Petani Yang Makmur Dan Transformasi Lapangan Pekerjaan Di Jombang Utara
Beberapa minggu yang lalu seorang teman meyakinkan saya bahwa dengan pertanian, bisa menghidupi keluarga. Padahal awalnya saya bertanya tentang transformasi sosial lapangan pekerjaan yang berubah karena pembangunan pabrik yang cukup masif di Jombang Utara. Hal-hal yang mempengaruhi mengapa dia yakin sekali hasil pertanian bisa mencukupi kehidupan seorang petani dilihat dari bahwa hasil pertanian bisa digunakan untuk kebutuhan sehari-hari tanpa menjualnya.

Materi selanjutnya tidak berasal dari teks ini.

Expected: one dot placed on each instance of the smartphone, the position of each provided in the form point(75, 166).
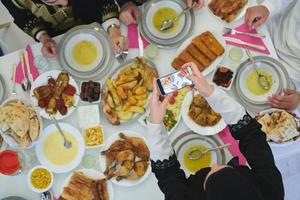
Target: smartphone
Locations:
point(174, 81)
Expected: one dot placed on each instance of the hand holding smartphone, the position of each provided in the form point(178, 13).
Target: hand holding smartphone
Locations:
point(174, 81)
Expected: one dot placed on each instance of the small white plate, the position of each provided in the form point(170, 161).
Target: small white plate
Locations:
point(157, 6)
point(124, 182)
point(43, 80)
point(216, 62)
point(93, 174)
point(39, 150)
point(75, 40)
point(208, 130)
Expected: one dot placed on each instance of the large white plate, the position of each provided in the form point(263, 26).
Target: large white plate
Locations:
point(124, 182)
point(93, 174)
point(216, 62)
point(208, 130)
point(69, 49)
point(39, 150)
point(7, 138)
point(157, 6)
point(43, 80)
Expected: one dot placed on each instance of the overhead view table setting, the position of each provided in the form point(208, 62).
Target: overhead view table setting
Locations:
point(78, 121)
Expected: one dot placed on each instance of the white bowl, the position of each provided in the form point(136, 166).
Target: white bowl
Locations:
point(29, 179)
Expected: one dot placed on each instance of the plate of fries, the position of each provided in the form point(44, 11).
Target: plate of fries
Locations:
point(126, 92)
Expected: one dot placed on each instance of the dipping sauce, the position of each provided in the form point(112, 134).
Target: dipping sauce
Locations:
point(84, 52)
point(40, 178)
point(253, 85)
point(55, 151)
point(162, 14)
point(195, 165)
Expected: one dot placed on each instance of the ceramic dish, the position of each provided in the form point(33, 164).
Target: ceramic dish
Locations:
point(93, 174)
point(188, 139)
point(60, 168)
point(216, 62)
point(208, 130)
point(43, 80)
point(104, 59)
point(124, 182)
point(168, 40)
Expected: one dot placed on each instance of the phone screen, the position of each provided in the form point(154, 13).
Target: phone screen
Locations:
point(173, 82)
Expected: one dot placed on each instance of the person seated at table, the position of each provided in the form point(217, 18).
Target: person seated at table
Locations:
point(284, 29)
point(129, 10)
point(262, 182)
point(44, 19)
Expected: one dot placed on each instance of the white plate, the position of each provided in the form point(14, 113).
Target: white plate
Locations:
point(208, 130)
point(242, 13)
point(157, 6)
point(124, 182)
point(43, 80)
point(7, 138)
point(39, 150)
point(75, 40)
point(216, 62)
point(262, 99)
point(93, 174)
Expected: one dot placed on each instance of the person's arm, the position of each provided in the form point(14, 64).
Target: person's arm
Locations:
point(24, 18)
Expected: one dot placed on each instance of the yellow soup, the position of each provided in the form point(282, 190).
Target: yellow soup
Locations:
point(55, 151)
point(163, 14)
point(84, 52)
point(252, 82)
point(195, 165)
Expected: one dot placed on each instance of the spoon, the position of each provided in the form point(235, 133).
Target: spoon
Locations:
point(67, 143)
point(167, 24)
point(198, 153)
point(262, 79)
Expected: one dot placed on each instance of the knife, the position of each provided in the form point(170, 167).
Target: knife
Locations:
point(140, 42)
point(238, 41)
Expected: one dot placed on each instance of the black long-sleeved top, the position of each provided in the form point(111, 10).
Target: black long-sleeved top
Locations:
point(33, 16)
point(263, 174)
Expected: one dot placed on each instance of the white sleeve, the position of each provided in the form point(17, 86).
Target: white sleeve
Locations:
point(158, 142)
point(230, 110)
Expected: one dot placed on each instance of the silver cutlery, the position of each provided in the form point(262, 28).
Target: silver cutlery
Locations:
point(262, 79)
point(231, 31)
point(67, 143)
point(198, 153)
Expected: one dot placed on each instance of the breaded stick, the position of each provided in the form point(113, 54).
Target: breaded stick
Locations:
point(202, 47)
point(186, 57)
point(195, 53)
point(177, 63)
point(212, 43)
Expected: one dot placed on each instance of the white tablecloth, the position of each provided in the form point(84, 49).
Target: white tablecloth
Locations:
point(148, 190)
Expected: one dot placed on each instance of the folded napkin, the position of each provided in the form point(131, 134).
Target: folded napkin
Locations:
point(253, 40)
point(133, 37)
point(33, 69)
point(234, 149)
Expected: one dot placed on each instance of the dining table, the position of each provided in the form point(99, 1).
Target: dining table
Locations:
point(148, 189)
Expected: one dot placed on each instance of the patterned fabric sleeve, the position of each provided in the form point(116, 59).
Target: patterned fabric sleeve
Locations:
point(23, 17)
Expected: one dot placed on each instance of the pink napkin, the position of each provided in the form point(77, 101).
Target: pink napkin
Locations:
point(234, 149)
point(133, 37)
point(253, 40)
point(33, 69)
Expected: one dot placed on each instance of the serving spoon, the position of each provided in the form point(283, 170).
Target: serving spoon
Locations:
point(262, 79)
point(198, 153)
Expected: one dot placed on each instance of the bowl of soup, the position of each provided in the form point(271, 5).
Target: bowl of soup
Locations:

Dia juga mengkritisi para kaum muda yang enggan meneruskan lahan pertanian orang tuanya. Rata-rata mereka lebih memilih untuk menjadi pekerja buruh pabrik (bagi yang tidak meneruskan sekolah), dan hal miris ditemuinya; bahwa melamar menjadi buruh pun tak ada jaminan untuk diterima kerja. Sehingga dia menemukan banyak lulusan-lulusan sekolah yang terpaksa menganggur menunggu panggilan kerja.
Lalu diskusi terhadap pertanian tersebut, saya bawa ke ranah media sosial. Kontradiksi yang saya temukan, karena ada pendapat kuat bahwa petani yang mempunyai hektaran lahan pertanian lah yang cukup makmur, dan petani yang hanya memiliki lahan pertanian beberapa meter tidak mungkin bisa mencukupi kebutuhan sehari-hari, bahkan dengan menjadi buruh tani sekali pun[1]. Belakangan saya berpikir bahwa buruh tani pun harus punya serikat buruh.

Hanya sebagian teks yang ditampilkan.